Serena Williams: Why Underrated American Tennis Star Will Win Australian Open
Five-time Australian Open champion Serena Williams is still very much alive in 2012's tournament in Melbourne. The 30-year-old American is on a crash course with No. 4-ranked Russian Maria Sharapova in the quarterfinal round.
If she can get past another Russian, Ekaterina Makarova, and eventually Sharapova, she will have new concerns in the remaining rounds, but nothing that she has not seen before as one of the greatest female tennis players in the history of the sport.
Before missing last year's tournament with a foot injury suffered in the summer of 2010 after stepping on broken glass, Williams had won the previous two Aussie Opens. She has won five of the last nine overall.
Arguably the most dominant female tennis player of the past decade, Williams' experience in clutch situations and her sheer talent and power behind the racquet will make her the hands-down favorite the longer she survives in Melbourne.
There are no women on the hard court who can match or top her strength; her remaining opponents will instead have to run her into the ground and hope her aging legs fail her. Williams is an athlete through and through however, and she only gets better as the match wages on.

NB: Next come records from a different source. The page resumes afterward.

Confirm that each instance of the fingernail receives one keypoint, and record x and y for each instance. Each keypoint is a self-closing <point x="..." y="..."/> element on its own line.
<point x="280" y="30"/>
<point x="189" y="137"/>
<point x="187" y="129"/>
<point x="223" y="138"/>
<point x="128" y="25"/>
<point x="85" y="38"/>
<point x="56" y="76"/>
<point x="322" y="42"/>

The success of players like Kim Clijsters at this year's tournament also proves that Williams could in fact be the woman to beat. Clijsters is 28 and nearing her last few years of dominance as well.
She has had several Grand Slam events to use to return to form, and she clearly has rediscovered her game this January. Williams has won six consecutive sets in three rounds at this year's Aussie Open, and that is the best measure of true form and dominance.
Williams has ways to go before she's back at the level we are accustomed to seeing her, but 2012's tournament is wide open, and there is no better competitor left to bet on than the re-emerging American.